Gezien de omvang van de verantwoordelijkheden die Eurocommissarissen dragen, zou men verwachten dat het Europese Parlement tot het uiterste gaat om mogelijke belangenverstrengeling te toetsen. Dit zou moeten gebeuren middels een toetsingsproces waarmee geverifieerd wordt of kandidaat-commissarissen volledige toewijding hebben, vrij van enige externe belangen die hun integriteit mogelijk aantasten. De huidige procedure is om meerdere redenen echter totaal ongeschikt.
Gebreken in het toetsingsproces Europese Parlement
Ten eerste, wordt er te weinig tijd uitgetrokken voor het betreffende proces. De parlementaire controle is gedelegeerd aan een enkele commissie van het Europese Parlement (de Commissie juridische zaken, of JURI), die verantwoordelijk is voor een grondige beoordeling van de verklaringen van de kandidaat-commissarissen voordat ze een goedkeuring geven. Vaak ontbreekt het Europarlementariërs überhaupt de benodigde expertise om deze verklaringen effectief te evalueren, laat staan onder zulke tijdsdruk.
Ondanks de complexiteit van het proces, is er geen kader voor de Europarlementariërs om een diepere inspectie uit te voeren, mochten er dingen aan het licht komen. Integendeel, de regels van het parlement verhinderen het zelfs om van betekenis te zijn in het handhaven van de integriteitsstandaarden. De regels schrijven namelijk voor dat de Europarlementariërs zich in hun oordeel alleen mogen baseren op de verklaring van de kandidaat-commissarissen, en niet op externe bronnen, zoals onderzoeken van journalisten. Het hele onderzoeksproces naar belangenverstrengeling is dus volledig gestoeld op een compleet vertrouwen dat de kandidaat-commissarissen de informatie zij verstrekken aan de JURI eerlijk en alomvattend is.
Eigen beoordeling van mogelijke belangenconflicten
Het legt een grotere tekortkoming in het proces bloot: het is aan de kandidaat-commissarissen zelf om in te schatten of hun persoonlijke belangen conflicteren. Wanneer dat zo is het ook nog onduidelijk of zij dit daadwerkelijk aangeven. Niets belet hen ervan om belangen niet op te geven als ze niet relevant lijken voor hun specifieke portefeuilles.
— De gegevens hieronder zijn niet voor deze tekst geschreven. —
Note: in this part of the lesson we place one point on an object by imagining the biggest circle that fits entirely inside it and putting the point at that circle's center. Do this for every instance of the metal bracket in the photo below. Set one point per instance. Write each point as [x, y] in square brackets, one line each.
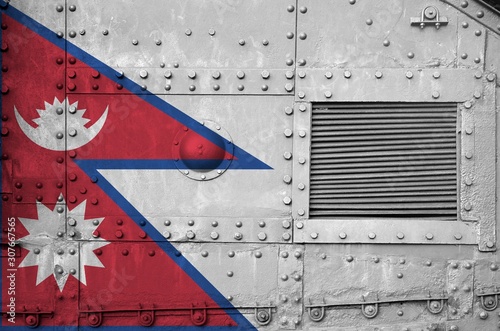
[489, 300]
[429, 16]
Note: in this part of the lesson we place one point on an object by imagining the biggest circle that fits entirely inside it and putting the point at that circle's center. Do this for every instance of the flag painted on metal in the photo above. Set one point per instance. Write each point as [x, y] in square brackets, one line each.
[75, 252]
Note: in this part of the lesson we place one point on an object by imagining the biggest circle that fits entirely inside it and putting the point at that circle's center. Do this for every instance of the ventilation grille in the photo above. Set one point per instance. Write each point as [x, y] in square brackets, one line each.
[384, 160]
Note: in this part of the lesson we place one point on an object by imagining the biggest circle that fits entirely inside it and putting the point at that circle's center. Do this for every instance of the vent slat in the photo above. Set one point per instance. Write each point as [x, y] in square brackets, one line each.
[398, 160]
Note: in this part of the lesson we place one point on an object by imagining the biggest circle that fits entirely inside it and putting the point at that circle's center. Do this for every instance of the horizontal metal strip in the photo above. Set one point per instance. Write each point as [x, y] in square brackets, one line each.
[320, 180]
[377, 105]
[381, 114]
[376, 187]
[326, 194]
[375, 142]
[376, 158]
[369, 165]
[382, 126]
[448, 213]
[397, 130]
[365, 121]
[333, 202]
[382, 153]
[382, 137]
[395, 174]
[400, 168]
[384, 206]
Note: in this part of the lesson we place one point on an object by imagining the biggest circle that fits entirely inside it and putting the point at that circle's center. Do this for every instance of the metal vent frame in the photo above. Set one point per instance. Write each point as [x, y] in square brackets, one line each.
[476, 173]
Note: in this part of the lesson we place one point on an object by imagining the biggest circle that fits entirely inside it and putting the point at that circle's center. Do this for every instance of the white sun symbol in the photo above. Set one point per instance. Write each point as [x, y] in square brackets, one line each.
[53, 243]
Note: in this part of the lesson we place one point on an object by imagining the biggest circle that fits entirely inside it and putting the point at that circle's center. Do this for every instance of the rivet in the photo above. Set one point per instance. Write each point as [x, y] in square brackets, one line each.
[190, 234]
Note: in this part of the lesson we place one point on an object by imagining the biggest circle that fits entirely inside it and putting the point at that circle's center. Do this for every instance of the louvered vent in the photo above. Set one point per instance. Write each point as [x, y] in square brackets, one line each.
[384, 160]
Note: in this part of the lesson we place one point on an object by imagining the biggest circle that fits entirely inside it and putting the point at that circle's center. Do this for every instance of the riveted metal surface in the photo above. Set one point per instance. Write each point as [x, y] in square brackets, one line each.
[401, 283]
[367, 43]
[291, 286]
[478, 11]
[235, 189]
[193, 34]
[397, 231]
[484, 152]
[362, 85]
[460, 278]
[247, 275]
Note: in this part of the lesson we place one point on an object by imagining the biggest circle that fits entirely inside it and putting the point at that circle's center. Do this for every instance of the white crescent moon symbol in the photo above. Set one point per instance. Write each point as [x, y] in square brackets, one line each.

Dit wordt vergroot door een totaal gebrek aan transparantie van het proces zelf. Buitenstaanders hebben geen controle op de verklaringen, maar Europarlementariërs buiten de JURI ook niet. Het openbaar maken van de verklaring van kandidaat-commissarissen zou onderzoeksjournalisten en waakhonden de mogelijkheid geven om potentiële belangenconflicten bloot te leggen die de JURI mogelijk mist.
Wopke Hoekstra
Aangezien kandidaat-commissarissen zelf kunnen beslissen wat ze vertellen tijdens de verklaringen, blijven mogelijke belangenverstrengelingen geheim. Zo weigert Wopke Hoekstra, die opgaat voor een tweede termijn als Eurocommissaris voor Klimaat en Schone Groei, nog steeds zijn klantenportefeuille van zijn tijd bij consultancybedrijf McKinsey te openbaren. Ondanks dat hij toegezegd heeft aan het Europese Parlement dit wel te doen. McKinsey adviseert meer dan de helft van ‘s werelds olie en gasbedrijven. Volgens Hoekstra heeft hij in zijn tijd bij het bedrijf niet voor Shell, noch voor een ander oliebedrijf te hebben gewerkt. Het is belangrijk dat hij dit openbaar maakt, want de klanten die Hoekstra in het verleden heeft gehad in deze sector zouden zijn functioneren als klimaatcommissaris kunnen beïnvloeden. Een recent rapport van TI-EU liet zien dat oliebedrijven al disproportioneel toegang hebben tot Europarlementariërs.
Hoekstra kwam eerder in opspraak door de Pandora Papers, de gelekte boekhouding van 14 bedrijven gespecialiseerd in belastingontwijking. Hoekstra zei destijds dat hij niet wist dat hij geld investeerde via een brievenbusfirma op de Britse Maagdeneilanden, een notoir belastingparadijs, maar verkocht zijn belangen net voordat hij Minister van financiën werd onder kabinet Rutte III. In de zes jaren daarvoor, waarin Hoekstra Eerste Kamerlid was, had hij gezwegen over deze belangen, en was hij zelfs vice-voorzitter van de Commissie voor Financiën die wetsvoorstellen om belastingontwijking tegen te gaan behandelde. De regels voor de Eerste Kamer met betrekking tot belangenverstrengeling leggen de verantwoordelijkheid voor het opgeven van belangen bij Kamerleden zelf, net als bij de Europese Commissie. Toendertijd oordeelde Hoekstra dat deze belangen niet opgegeven hoefde te worden, waardoor het risico bestaat dat hetzelfde weer gebeurt als Eurocommissaris.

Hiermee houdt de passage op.